Fangtastic future therapies
Next, the researchers investigated whether the toxins could block the virus’s entry into cultured human cells. Results showed that phospholipase A2 blocked 97% of HCV entry and crotoxin blocked 85%. Again, crotapotin showed no inhibitory effect on viral entry.
However, crotapotin did affect another stage of the virus’s life cycle: HCV release. The toxin reduced the release of new viral particles from cells by 78%. Crotoxin decreased HCV release by 50%, while phospholipase A2 had no effect on viral release.

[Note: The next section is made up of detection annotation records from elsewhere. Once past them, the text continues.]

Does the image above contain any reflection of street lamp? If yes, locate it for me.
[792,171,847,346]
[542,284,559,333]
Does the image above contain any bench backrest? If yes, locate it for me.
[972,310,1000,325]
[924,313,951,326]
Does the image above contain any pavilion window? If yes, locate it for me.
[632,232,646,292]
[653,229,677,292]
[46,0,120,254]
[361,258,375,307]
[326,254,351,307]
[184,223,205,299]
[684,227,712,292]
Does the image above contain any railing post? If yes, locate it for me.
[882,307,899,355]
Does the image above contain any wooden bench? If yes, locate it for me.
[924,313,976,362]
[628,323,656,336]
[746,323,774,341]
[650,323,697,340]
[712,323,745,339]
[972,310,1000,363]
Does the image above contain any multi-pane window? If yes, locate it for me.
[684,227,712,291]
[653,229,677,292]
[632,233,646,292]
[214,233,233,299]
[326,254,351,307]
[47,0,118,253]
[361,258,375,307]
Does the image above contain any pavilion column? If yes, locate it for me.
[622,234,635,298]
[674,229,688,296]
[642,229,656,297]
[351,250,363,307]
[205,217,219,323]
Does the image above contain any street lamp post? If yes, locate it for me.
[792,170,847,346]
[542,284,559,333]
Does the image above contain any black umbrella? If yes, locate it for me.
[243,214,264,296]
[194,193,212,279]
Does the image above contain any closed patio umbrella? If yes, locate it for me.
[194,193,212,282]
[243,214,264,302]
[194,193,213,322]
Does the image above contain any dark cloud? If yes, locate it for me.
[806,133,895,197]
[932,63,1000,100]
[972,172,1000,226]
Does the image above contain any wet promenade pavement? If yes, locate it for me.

The results of the experiments show that phospholipase A2 and crotapotin produced better results when used separately than when used together. Indeed, the viricidal effect of the crotoxin protein complex is probably due to the inclusion of phospholipase A2 in its makeup, the researchers noted.
“These results may be useful for the development of future therapies and for a better understanding of how these toxins act inhibiting virus machinery,” they concluded.
This study was supported by the Royal Society’s Newton Fund, the Minas Gerais State Agency for Research and Development, the São Paulo Research Foundation, Coordination for the Improvement of Higher Education Personnel, and the National Council for Scientific & Technological Development.